The immensely watchable Soong found himself in the same situation he had placed his Australian opponent in the previous day, being seriously outplayed and desperate to change something to turn the tide and giving frequent glances to his coach’s corner. It was impossible to win carrying on playing the same way, his usual way.
The Malaysian didn’t solve the problem enough times but he remained close in the score as he trialed taking advantage of the net area earlier and addressing the shuttle above the tape using a pan grip thereby causing uncertainty for the feet of the Chinese player.
One day Xue Song will be in this position of heavy pressure when he meets someone with a heftier smash than his own. It is unclear from today’s performance whether he has another dimension to his game but Soong clearly does have a plan B, though he lacked sufficient time to practice and refine the new tactics in the space of today’s match.
In the bronze medal playoff, Great Britain’s Alex Lane changed ends ahead in the rubber game and led 15-13 but for a reason only known to him, one of his strengths, concentration, eluded him when he most needed it. All week, Lane proved himself as a smart player and despite losing today, he also displayed evidence of being a fighter. After 65 minutes – the longest match of the day – Lu Chia-Hung of Chinese Taipei denied Great Britain a second medal.
Girls’ singles: Comfortable wins
It was one-way traffic for China’s Qin Jinjing (pictured) in the girls’ singles final, which was far less interesting for spectators than her semi-final tussle against the Taiwanese. Qin continually pushed and lifted cross-court shots out of reach of top seed Lim Yin Fun (pictured).

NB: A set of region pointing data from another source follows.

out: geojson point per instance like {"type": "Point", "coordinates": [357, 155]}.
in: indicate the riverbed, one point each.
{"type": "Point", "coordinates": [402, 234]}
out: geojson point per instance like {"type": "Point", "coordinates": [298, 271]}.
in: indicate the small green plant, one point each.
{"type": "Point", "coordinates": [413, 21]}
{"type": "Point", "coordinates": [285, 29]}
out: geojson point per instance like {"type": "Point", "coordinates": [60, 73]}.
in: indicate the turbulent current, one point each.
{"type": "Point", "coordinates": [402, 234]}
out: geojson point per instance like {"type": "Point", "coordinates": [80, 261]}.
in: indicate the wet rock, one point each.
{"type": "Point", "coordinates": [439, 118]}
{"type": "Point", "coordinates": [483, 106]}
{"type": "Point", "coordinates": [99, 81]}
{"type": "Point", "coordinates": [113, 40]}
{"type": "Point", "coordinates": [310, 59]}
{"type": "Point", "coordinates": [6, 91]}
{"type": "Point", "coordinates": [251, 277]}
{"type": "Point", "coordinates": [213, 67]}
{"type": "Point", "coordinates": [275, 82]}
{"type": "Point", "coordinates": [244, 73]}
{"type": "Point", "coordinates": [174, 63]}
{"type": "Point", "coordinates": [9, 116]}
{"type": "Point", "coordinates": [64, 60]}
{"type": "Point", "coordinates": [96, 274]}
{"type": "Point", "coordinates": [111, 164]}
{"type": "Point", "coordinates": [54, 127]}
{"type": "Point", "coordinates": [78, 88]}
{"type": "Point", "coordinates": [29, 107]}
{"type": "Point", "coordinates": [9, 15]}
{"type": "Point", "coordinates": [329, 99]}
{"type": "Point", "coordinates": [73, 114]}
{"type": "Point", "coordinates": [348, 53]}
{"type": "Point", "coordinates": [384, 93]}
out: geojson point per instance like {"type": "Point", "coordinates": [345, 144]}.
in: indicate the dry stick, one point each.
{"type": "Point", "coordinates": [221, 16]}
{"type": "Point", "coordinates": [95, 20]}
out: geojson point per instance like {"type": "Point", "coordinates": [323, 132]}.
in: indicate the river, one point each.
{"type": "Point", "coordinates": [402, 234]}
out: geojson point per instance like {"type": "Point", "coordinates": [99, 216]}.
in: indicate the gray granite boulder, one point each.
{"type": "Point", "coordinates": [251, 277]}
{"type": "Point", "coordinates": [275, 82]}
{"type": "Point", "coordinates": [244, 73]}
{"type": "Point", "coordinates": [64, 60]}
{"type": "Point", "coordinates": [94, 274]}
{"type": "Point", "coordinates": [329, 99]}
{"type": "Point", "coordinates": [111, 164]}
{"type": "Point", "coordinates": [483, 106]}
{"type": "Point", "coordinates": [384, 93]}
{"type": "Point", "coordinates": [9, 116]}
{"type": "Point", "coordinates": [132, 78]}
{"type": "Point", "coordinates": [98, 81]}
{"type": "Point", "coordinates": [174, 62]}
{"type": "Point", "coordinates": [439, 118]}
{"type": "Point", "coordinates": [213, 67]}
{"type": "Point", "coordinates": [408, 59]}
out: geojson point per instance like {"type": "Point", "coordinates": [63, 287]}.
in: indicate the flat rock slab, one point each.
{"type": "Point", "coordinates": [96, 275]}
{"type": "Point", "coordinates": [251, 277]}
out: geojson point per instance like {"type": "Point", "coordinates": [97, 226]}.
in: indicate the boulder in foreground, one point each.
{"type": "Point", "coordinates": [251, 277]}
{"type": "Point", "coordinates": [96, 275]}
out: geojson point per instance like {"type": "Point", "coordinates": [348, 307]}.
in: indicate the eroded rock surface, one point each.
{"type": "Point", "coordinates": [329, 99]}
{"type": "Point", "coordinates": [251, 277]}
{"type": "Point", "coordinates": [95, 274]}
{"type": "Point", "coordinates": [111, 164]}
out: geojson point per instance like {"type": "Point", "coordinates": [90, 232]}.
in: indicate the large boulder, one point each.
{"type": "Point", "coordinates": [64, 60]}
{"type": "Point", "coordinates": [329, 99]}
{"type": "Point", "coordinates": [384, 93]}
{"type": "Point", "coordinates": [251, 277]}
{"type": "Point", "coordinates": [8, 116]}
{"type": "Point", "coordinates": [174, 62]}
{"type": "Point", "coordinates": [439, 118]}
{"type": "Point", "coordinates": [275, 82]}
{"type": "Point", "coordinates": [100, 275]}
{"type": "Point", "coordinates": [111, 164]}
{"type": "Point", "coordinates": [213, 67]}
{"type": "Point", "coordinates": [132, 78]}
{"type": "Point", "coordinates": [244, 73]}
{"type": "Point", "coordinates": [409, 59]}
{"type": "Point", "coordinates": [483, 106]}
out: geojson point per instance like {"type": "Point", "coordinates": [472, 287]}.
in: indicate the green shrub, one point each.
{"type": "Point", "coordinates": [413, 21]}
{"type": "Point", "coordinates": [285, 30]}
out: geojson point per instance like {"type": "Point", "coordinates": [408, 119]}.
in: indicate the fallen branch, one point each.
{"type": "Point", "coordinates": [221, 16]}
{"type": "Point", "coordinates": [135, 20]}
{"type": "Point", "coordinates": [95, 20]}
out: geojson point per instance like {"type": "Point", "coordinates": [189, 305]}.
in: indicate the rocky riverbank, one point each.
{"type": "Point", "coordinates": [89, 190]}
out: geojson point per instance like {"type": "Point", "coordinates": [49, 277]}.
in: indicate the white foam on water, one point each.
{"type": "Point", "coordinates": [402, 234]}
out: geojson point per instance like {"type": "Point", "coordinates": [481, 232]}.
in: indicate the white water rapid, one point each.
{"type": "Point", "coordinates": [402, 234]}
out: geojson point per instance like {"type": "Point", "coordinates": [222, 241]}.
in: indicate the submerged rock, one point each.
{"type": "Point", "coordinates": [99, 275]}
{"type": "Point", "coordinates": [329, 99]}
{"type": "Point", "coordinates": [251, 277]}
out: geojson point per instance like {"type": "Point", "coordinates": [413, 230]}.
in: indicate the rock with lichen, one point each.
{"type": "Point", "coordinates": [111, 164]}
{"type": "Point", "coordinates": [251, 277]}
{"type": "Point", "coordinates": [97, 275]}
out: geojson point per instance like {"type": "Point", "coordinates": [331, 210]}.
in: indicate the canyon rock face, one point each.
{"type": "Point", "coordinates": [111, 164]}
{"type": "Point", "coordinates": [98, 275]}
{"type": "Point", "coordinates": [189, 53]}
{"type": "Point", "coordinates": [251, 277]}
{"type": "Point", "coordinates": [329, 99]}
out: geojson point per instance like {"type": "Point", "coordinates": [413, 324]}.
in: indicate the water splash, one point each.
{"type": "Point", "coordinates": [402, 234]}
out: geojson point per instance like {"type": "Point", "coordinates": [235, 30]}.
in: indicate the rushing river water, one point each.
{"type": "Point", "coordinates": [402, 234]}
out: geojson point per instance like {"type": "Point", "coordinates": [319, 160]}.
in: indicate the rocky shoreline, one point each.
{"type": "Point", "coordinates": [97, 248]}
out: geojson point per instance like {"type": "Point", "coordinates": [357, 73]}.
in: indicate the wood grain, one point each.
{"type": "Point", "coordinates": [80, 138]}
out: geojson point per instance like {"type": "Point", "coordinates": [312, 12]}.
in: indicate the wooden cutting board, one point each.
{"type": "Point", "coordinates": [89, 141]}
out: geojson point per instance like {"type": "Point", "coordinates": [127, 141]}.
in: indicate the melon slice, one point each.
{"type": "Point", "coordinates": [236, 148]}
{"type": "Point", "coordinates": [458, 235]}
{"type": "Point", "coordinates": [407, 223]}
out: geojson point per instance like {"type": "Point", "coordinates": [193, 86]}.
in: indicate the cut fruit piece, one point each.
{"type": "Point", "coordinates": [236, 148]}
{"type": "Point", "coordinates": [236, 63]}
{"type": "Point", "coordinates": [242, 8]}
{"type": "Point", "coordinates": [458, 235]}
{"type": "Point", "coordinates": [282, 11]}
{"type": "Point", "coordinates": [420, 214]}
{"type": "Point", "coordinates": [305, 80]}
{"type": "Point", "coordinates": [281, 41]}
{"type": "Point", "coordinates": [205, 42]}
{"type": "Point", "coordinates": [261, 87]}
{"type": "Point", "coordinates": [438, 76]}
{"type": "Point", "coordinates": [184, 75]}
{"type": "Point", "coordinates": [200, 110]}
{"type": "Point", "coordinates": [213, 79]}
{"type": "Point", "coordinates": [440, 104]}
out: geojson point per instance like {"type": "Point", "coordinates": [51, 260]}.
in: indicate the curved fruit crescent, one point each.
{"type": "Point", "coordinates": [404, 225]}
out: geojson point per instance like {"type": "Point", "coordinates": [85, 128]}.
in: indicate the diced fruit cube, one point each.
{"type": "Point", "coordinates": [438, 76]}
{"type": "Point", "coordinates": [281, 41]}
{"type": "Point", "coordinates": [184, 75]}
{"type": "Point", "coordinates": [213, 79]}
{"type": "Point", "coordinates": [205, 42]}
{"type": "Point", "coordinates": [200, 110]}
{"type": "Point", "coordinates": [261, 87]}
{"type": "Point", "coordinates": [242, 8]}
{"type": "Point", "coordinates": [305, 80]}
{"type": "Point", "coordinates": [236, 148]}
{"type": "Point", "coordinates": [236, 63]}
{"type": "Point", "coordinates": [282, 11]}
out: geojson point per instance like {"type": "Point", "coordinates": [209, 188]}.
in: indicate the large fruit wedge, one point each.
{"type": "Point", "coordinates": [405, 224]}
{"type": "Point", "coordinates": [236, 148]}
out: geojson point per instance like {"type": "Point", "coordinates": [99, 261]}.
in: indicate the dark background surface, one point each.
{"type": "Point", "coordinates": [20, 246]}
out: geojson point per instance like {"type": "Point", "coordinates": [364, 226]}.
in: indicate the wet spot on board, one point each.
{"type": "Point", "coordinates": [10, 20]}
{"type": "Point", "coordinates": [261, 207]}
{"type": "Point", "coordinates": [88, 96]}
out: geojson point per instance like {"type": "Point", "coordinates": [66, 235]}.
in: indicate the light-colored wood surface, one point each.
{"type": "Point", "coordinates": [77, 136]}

Malaysian ladies have a history of eventually coming undone when challenged in the court coverage stakes almost certainly due to their smaller, sometimes stout, physiques in combination with their style of play. Malaysia has not been known for its formidability in women’s badminton except for the flickering brilliance of Wong Mew Choo, who won the China Open, and Wong Pei Tty / Chin Eei Hui assuming the women’s doubles top spot briefly circa 2008. It remains either a challenge or a low priority for Malaysia with women’s singles chronically the rawest of their aptitudes amongst the five badminton categories.
Lin Ying-Chun of Chinese Taipei comfortably claimed bronze and to her credit, again played her match without the aid of a coach sitting behind.